How will prices for REAL DVD Player VALUE in the market rise? HD-DVD player prices have been artificially low as Toshiba tried to dump players and flood the market in one last desperate attempt to build interest in their format and clear inventories. But how is that "low price" people paid going to feel when they can't get any new titles to play on their machine in 6 months? Was it really such a good deal?
Many manufacturers were sitting on the sidelines waiting to see which format was going to win, and now one has. When multiple manufacturers come out with BluRay units, the price wars will start for those as well. We may not be able to get them for $129, but the format and utility of whatever we purchase will survive past July.

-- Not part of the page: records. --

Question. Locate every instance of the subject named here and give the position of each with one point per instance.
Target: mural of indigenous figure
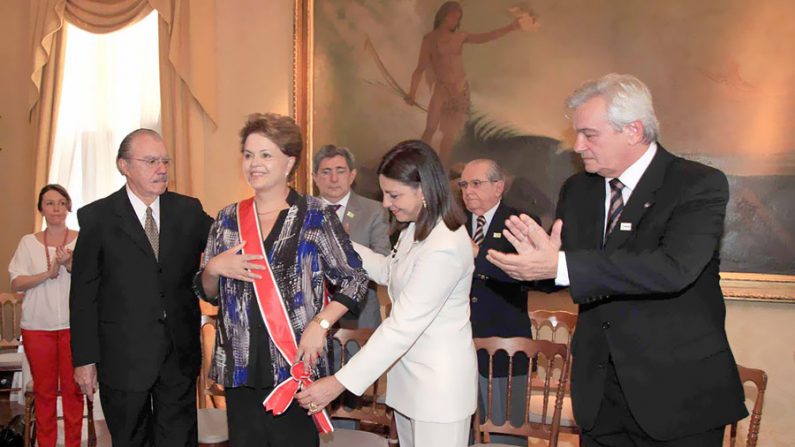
(442, 64)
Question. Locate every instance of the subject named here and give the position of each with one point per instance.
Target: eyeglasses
(475, 184)
(152, 162)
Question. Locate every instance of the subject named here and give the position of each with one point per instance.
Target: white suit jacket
(427, 339)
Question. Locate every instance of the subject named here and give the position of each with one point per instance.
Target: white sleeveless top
(46, 306)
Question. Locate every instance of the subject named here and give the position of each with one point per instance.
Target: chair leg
(29, 435)
(92, 431)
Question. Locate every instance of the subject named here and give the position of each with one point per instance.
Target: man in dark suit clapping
(134, 318)
(498, 303)
(637, 242)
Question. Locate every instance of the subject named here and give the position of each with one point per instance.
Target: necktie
(150, 228)
(478, 236)
(616, 206)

For example, how much are decent SD DVD players now? Unless you want a high end Denon or Arcam (you can still buy an upscaling Denon DVD5910CI for $3800 new - LOL - bet they are flying off the shelves at that price right now), you can get a very decent unit for sound (OPPO 980H) or video (OPPO 981HD) for a little less or a little more than $200. Yamaha and Denon (and Toshiba) also make serviceable SD DVD players for less than $300 on the street. Once all these manufacturers join Samsung, Sony, Panasonic and LG in a price war for your BluRay dollar, prices WILL FALL from where they are now for a mature product with a reasonable shelf life (say, two years instead of two months).
Even Toshiba will throw their weight behind BluRay, and they too will make money as all the manufacturing giants race to get your $$$ and allegiance with the new format. But how would you like to be their HD-DVD Program Manager right now?
I own the toshiba and 2 bd players. While the load time on the tosh. is slow---CONTENT-- drives the marketplace.btw; issues w/ each bd player.
I sold my Marantz DV9600.I demo'd a Toshiba HD player and then looked at what I could rent with video(zero).I researched and bought a Samsung BD-P1200 on Amazon.Called Amazon and asked for a firmware 2.3 update.I am now in audio/video heaven.For $200 spent on video,I will now search for a A+ CD player.